Ressentir de la peine face à la souffrance des autres fait-il de nous une bonne personne ? Si cela ne fait pas de nous une
mauvaise personne, meilleure sera celle qui aidera ceux qui souffrent. Pleurer devant la souffrance des autres sans rien faire
ne les aide pas, cela relève de la sensiblerie, non de la moralité. Ressentir de l’empathie peut ainsi aider à bien agir mais
ressentir n’est pas agir et ce qui importe en définitive c’est d’avoir la volonté et la force de bien agir. Or l’expérience de Milgram
révèle bien que quelqu’un peut tout à fait sentir que quelque chose est mal, ressentir de la peine à le faire, mais le faire quand
même.
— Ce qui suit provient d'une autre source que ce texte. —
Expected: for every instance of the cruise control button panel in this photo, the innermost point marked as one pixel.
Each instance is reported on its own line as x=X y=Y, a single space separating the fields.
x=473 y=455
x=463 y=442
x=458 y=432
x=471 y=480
Ce qui importe pour juger de la moralité c’est l’action elle-même et non le fait qu’on ressente quelque chose, l’émotion
peut être une aide, elle n’est pas suffisante pour autant pour faire le bien. La morale est une affaire de force de volonté plus
que de simple sentiment.
Les sentiments ne sont pas suffisants pour qu’il y ait une bonne action, mais sont-ils même nécessaires ? Il semble bien
qu’on peut aider quelqu’un parce qu’on pense que cela est bien, sans pour autant éprouver d’empathie particulière à son
égard. Kant dirait même que en agissant ainsi notre action a une valeur morale particulièrement élevée. Au contraire, la même
action faite par empathie aurait, selon Kant, moins de valeur morale puisqu’elle viserait en définitive à diminuer sa propre gène
et à ressentir une forme de plaisir. Selon lui c’est la pureté de l’intention qui fait la valeur morale d’une action. Aura une grande
valeur morale l’action faite de manière purement désintéressée, dans la simple intention de faire son devoir parce qu’il faut le
faire, en agissant selon un impératif catégorique, et non parce que cela nous fait plaisir ou nous évite une peine. Si c’est la
pureté de l’intention qui fait la valeur morale de l’action, les sentiments sont alors sans importance pour penser cette dernière,
et même au contraire pourraient participer à la diminuer.
Même si les sentiments peuvent nous aider à agir moralement, la moralité ne peut consister uniquement à avoir ou
suivre ses émotions. La morale implique d’avoir une volonté forte et désintéressée et non simplement d’avoir de la sensibilité.

La morale est en partie une affaire de sentiments, mais en partie seulement. Les sentiments peuvent nous aider à bien
agir et c’est souvent bien en fonction d’eux que nous formulons des jugements moraux. Toutefois il ne faut pas oublier que
l’essentiel n’est pas de ressentir mais d’agir, et que pour cela il faut aussi faire preuve de volonté mais aussi de réflexion
rationnelle, et pas simplement se fier à ses émotions qui peuvent être des guides peu fiables.